Nei giorni scorsi, dopo l’inizio dei combattimenti nella capitale tra l’esercito e i paramilitari delle Forze di intervento rapido (Rsf), era stata diffusa la notizia di un’evasione dal carcere di Kober.
Haroun ha riferito di aver lasciato la prigione in una dichiarazione trasmessa dall’emittente Tayba Tv.
L’ex capo milizia era stato incriminato in qualità di fondatore e comandante dei “janjaweed”, i cosiddetti “diavoli a cavallo”, responsabili di violenze e uccisioni nei villaggi delle comunità nere del Darfur durante il conflitto cominciato nella regione nel 2003.
Nel carcere di Kober, insieme con Haroun, si trovava anche l’ex presidente sudanese Omar Al-Bashir, pure incriminato dalla Cpi per i crimini in Darfur.

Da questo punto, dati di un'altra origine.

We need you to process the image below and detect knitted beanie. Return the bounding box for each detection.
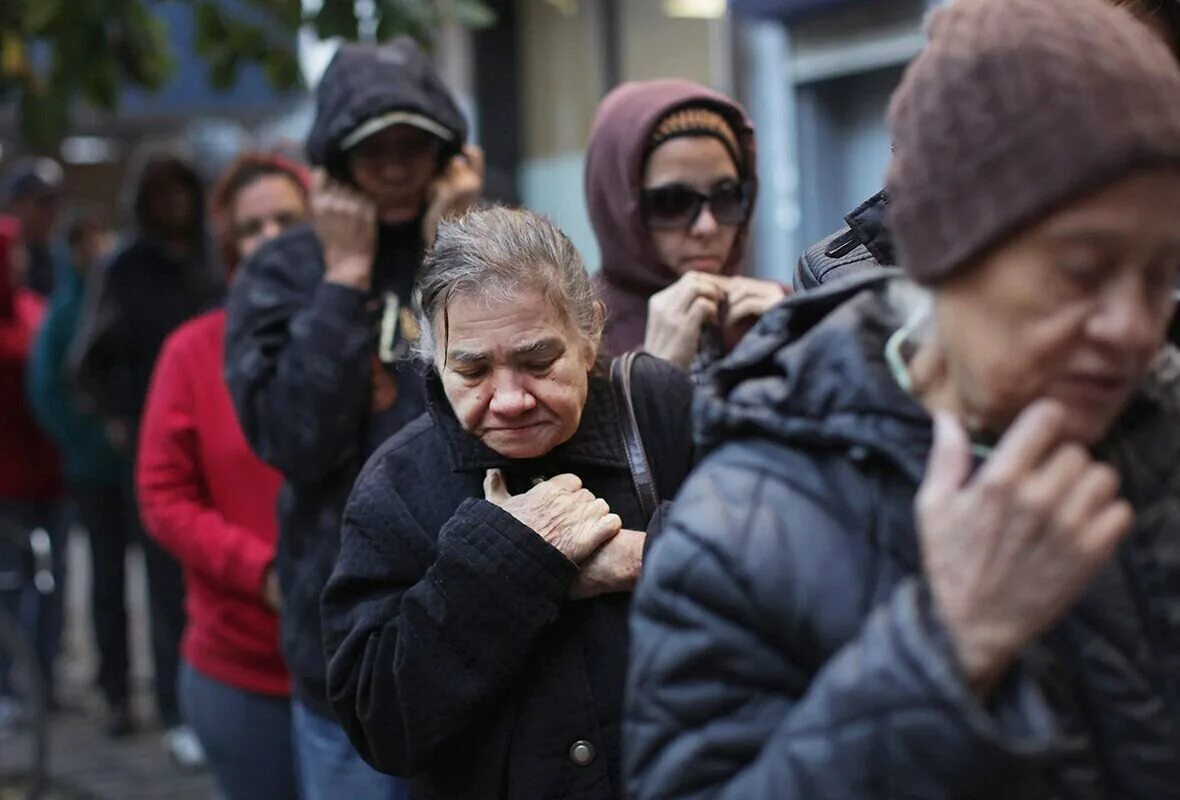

Il deposto presidente sudanese “si trova al sicuro” in mano all’Esercito in un luogo che “non può essere divulgato per timore che possa essere attaccato dalle  Forze di supporto rapido (Rsf)”, che accusano i capi delle Forze armate di voler reinstallare il vecchio regime islamista. Lo afferma Shieck al-Nazir, avvocato dell’ex presidente, in una dichiarazione rilasciata ad Al-Jazeera, sostenendo che “il carcere di Kober non è più sicuro alla luce dei continui scontri nella capitale e nei suoi sobborghi”.

Secondo diversi analisti, la milizia dei “janjaweed” è sostanzialmente la stessa che opera oggi con il nome di Forze di intervento rapido. A guidarle è il generale Mohamed Hamdan Dagalo, detto Hemeti, “piccolo Maometto”, in lotta contro l’esercito al comando di un altro generale, Abdel Fattah Al-Burhan.